"""SQLite schema for FTS5 email search index.
The schema uses:
- emails: Base table storing email content and metadata
- emails_fts: FTS5 virtual table for full-text search with external content
- sync_state: Tracks sync progress per mailbox
IMPORTANT: Message IDs from .emlx filenames are only unique within a mailbox,
NOT globally.

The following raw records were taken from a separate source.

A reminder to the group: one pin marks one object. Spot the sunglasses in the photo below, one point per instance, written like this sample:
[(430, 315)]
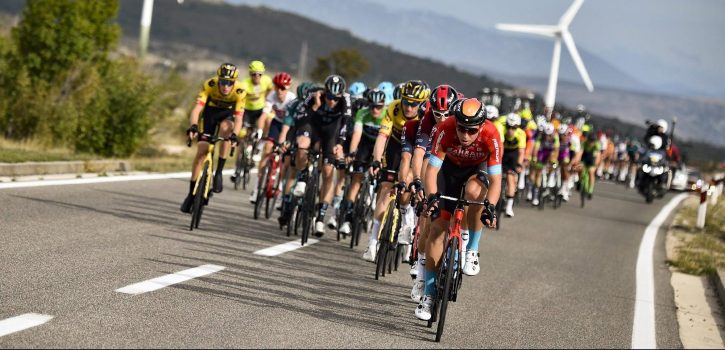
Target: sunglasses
[(440, 114), (469, 131), (409, 103)]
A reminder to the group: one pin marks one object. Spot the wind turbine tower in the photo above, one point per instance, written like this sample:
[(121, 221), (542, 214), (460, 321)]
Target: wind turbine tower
[(558, 32)]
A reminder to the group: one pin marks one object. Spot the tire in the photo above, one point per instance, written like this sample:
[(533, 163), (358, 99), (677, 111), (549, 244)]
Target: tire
[(198, 206), (261, 191), (447, 286)]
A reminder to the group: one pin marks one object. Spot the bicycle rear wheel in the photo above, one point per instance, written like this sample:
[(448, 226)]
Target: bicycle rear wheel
[(447, 284)]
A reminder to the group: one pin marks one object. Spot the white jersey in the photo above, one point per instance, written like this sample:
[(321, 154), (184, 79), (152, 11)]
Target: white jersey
[(273, 105)]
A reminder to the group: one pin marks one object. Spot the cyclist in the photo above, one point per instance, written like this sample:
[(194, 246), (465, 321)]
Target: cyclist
[(325, 113), (286, 139), (463, 148), (257, 86), (365, 132), (514, 146), (546, 152), (275, 108), (220, 102), (388, 143)]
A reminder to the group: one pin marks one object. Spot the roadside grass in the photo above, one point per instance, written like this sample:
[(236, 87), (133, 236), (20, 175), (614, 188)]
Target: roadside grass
[(699, 251)]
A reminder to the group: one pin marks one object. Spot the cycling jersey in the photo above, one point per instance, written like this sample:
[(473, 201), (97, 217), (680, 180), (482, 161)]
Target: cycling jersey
[(279, 108), (369, 124), (210, 96), (394, 121), (256, 94), (486, 147)]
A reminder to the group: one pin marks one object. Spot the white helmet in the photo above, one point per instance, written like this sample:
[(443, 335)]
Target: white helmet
[(549, 129), (513, 120), (655, 142), (662, 124), (491, 112)]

We use (account, mailbox, message_id) as the unique constraint.
"""
import logging
import os
import sqlite3
from pathlib import Path
logger = logging.getLogger(__name__)
# Current schema version for migrations
SCHEMA_VERSION = 4 # Bumped for attachment support
# Default PRAGMAs for all connections (centralized to avoid drift)
DEFAULT_PRAGMAS = {
"journal_mode": "WAL", # Better concurrent read performance
"synchronous": "NORMAL", # Good balance of safety and speed
"busy_timeout": 5000, # Wait up to 5s for locks
"foreign_keys": "ON", # Required for ON DELETE CASCADE
}
# Centralized SQL for email insertion (used by manager, sync, watcher)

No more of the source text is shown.